Es war ein unheimliches Haus, das ich im Jahre 1996 zum ersten Mal in meinem Leben betrat. Die Fenster waren mit alten schweren Vorhängen zugehangen, die Lampe beleuchtete trübe eine Szene, die jedem Hitchcock-Film alle Ehre gemacht hätte. Alte, dunkle, massige Möbel starrten mich im Wohnzimmer an. Da waren Bücherregale, düstere Gemälde mit mir unbekannten Gestalten, alte Fotos in Bilderrahmen auf den wuchtigen Kommoden und Tischen. Und überall lagen Stapel von Papieren und Büchern. Man hätte sich nicht gewundert, wenn zwischen all dem Zeug, das da offenbar schon seit Jahren seinen Platz hatte, der Blick mit der Zeit im Dämmerlicht auf eine vergessene Leiche gefallen wäre.
Hans-Norbert van Husen hatte mir geöffnet, der unverheiratete Neffe und Erbe meines Großonkels.

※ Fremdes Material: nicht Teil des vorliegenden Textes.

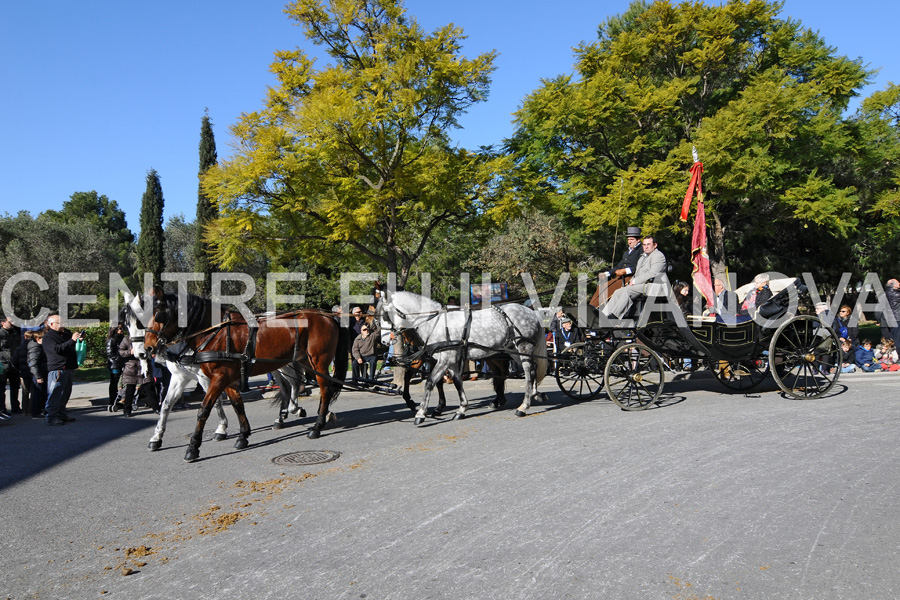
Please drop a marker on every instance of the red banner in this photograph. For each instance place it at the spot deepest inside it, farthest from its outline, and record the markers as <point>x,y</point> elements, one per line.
<point>696,172</point>
<point>700,257</point>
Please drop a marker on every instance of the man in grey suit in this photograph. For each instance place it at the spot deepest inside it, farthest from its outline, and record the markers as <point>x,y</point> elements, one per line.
<point>651,264</point>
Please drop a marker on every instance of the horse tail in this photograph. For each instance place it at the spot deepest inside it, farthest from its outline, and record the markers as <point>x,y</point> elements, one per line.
<point>540,358</point>
<point>341,359</point>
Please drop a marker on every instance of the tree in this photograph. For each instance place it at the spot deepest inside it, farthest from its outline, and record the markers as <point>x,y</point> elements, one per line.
<point>760,97</point>
<point>104,213</point>
<point>179,245</point>
<point>150,253</point>
<point>206,209</point>
<point>354,158</point>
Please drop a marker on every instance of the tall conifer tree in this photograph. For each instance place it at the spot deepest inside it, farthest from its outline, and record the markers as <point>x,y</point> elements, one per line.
<point>151,257</point>
<point>206,210</point>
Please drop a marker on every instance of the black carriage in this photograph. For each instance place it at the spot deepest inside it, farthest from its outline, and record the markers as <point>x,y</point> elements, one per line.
<point>629,361</point>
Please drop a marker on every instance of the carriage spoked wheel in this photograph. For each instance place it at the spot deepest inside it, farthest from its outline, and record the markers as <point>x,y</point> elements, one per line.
<point>805,357</point>
<point>634,377</point>
<point>740,375</point>
<point>579,371</point>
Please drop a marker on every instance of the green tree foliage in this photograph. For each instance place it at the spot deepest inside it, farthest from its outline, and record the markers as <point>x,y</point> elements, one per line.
<point>206,209</point>
<point>179,245</point>
<point>49,246</point>
<point>150,253</point>
<point>353,159</point>
<point>760,97</point>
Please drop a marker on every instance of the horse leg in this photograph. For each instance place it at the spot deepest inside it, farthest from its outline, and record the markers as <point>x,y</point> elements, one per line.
<point>175,391</point>
<point>212,395</point>
<point>238,404</point>
<point>529,366</point>
<point>499,372</point>
<point>442,400</point>
<point>407,377</point>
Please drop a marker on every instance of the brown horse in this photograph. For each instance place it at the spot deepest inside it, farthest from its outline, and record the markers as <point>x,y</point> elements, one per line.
<point>229,349</point>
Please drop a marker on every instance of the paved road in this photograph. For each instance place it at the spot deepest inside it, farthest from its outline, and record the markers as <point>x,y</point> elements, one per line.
<point>709,496</point>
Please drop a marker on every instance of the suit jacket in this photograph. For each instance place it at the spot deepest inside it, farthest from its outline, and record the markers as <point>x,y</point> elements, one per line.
<point>649,267</point>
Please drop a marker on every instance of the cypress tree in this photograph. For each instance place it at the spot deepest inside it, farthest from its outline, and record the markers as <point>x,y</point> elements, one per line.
<point>206,210</point>
<point>150,251</point>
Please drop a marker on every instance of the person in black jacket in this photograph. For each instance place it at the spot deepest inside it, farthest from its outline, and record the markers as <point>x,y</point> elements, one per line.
<point>59,345</point>
<point>114,360</point>
<point>9,341</point>
<point>37,367</point>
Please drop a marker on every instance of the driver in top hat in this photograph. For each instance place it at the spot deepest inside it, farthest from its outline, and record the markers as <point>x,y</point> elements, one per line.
<point>628,264</point>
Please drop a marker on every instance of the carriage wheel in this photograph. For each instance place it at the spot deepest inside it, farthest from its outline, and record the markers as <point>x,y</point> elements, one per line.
<point>634,377</point>
<point>805,356</point>
<point>579,371</point>
<point>740,375</point>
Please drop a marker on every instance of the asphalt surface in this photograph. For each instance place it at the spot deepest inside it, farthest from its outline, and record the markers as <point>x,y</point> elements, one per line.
<point>710,495</point>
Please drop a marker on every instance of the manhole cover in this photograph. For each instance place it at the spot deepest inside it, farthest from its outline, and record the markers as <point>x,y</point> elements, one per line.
<point>306,457</point>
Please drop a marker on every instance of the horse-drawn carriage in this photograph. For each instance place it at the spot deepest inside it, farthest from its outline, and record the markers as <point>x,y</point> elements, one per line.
<point>629,360</point>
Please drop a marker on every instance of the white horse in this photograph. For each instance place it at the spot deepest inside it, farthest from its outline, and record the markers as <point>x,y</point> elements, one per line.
<point>454,336</point>
<point>185,372</point>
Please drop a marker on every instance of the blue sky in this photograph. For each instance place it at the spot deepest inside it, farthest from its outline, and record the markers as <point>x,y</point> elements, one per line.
<point>96,93</point>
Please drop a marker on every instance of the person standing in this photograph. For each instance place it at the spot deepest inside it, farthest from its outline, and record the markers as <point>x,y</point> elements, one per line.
<point>59,346</point>
<point>651,265</point>
<point>37,367</point>
<point>9,341</point>
<point>114,360</point>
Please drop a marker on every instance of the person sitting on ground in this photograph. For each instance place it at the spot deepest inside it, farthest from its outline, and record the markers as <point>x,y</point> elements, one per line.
<point>757,297</point>
<point>567,334</point>
<point>727,305</point>
<point>651,265</point>
<point>682,293</point>
<point>887,356</point>
<point>865,357</point>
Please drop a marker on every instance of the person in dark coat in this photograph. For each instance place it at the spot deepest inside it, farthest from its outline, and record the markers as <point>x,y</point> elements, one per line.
<point>9,341</point>
<point>131,375</point>
<point>37,368</point>
<point>627,265</point>
<point>59,345</point>
<point>114,360</point>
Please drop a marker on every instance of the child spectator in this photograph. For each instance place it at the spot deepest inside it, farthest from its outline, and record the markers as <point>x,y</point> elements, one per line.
<point>886,353</point>
<point>865,357</point>
<point>847,366</point>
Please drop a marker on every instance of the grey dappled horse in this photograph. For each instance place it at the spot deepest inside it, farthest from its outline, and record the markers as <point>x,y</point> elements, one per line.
<point>508,329</point>
<point>185,373</point>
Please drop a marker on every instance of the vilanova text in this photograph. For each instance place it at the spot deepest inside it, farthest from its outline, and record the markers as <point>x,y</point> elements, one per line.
<point>660,299</point>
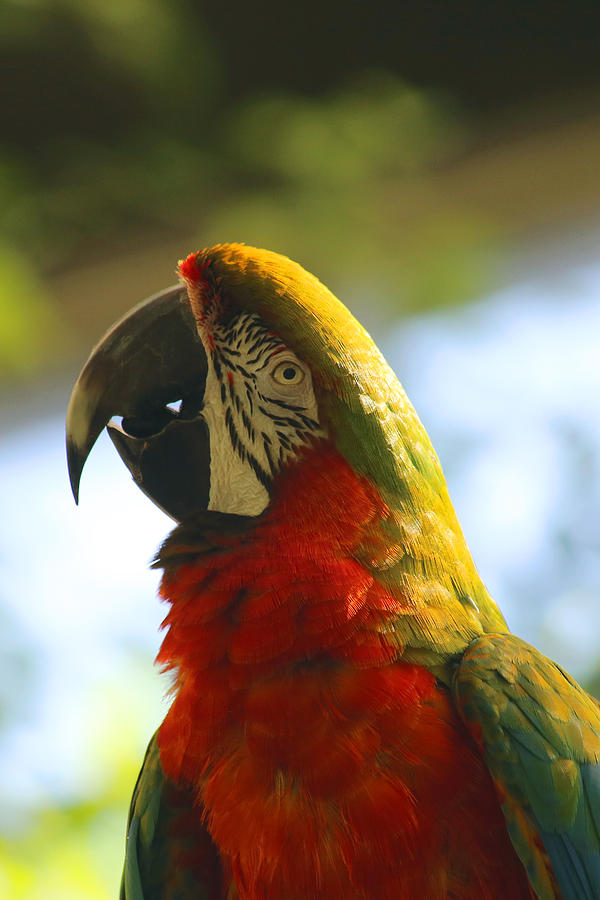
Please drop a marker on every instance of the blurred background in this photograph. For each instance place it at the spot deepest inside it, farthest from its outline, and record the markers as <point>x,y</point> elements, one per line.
<point>437,165</point>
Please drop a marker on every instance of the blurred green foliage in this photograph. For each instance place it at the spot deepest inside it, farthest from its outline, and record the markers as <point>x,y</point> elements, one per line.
<point>116,132</point>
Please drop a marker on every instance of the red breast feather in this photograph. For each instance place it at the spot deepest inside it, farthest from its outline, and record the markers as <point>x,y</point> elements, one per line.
<point>327,767</point>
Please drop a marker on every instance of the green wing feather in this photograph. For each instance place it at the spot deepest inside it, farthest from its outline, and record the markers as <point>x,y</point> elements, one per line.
<point>540,733</point>
<point>169,853</point>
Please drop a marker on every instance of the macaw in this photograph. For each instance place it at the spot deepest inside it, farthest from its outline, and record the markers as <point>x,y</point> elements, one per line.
<point>351,716</point>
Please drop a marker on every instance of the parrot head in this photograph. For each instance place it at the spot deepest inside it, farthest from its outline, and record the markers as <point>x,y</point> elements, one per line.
<point>262,361</point>
<point>228,381</point>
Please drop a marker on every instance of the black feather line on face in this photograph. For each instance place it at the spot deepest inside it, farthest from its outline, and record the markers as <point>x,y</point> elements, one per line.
<point>254,349</point>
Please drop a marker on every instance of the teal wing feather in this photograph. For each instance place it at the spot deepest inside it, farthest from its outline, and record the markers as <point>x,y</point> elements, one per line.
<point>540,734</point>
<point>169,854</point>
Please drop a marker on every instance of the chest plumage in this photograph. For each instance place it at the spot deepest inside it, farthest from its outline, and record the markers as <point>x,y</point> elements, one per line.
<point>295,719</point>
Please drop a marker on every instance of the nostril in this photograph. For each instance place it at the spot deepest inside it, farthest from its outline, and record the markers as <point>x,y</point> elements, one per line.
<point>150,423</point>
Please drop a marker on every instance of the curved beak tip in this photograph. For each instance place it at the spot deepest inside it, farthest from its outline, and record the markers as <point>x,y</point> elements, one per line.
<point>75,464</point>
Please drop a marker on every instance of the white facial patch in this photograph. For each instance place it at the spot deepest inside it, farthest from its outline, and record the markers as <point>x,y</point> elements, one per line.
<point>260,409</point>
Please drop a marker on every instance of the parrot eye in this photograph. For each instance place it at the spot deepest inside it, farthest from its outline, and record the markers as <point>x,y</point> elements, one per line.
<point>288,372</point>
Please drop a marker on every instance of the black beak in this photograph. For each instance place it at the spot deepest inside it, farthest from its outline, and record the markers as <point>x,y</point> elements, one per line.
<point>150,358</point>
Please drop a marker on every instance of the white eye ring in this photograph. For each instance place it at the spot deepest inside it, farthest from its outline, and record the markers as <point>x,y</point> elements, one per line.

Er war nur zehn Jahre älter als ich, hatte Medizin studiert, war Professor geworden, einer der führenden deutschen Gastroenterologen, am Ende hochangesehener Chefarzt der Raffaelsklinik in Münster. Ich war ihm nur selten begegnet, aber schätzte ihn außerordentlich mit seiner feinen, liebenswürdigen, aber etwas scheu-zurückhaltenden Art. Wir schrieben uns ab und zu. Zuletzt hatte ich ihn auf meiner Hochzeit 1995 gesehen, da war er noch froh und zuversichtlich gewesen. Aber der mir da jetzt die Tür öffnete, war ein gezeichneter Mann. Vor einem Jahr hatte er bei sich selber Darmkrebs diagnostiziert und kurz danach ganz unerwartet einen Schlaganfall erlitten. Hans-Norbert, der nur der Wissenschaft gelebt, Bücher und Aufsätze publiziert und deswegen kaum ein Privatleben gehabt hatte, konnte nun weder lesen noch schreiben und man verstand ihn nur schwer. Er lächelte, als er mir öffnete, und humpelte mir voraus ins Wohnzimmer.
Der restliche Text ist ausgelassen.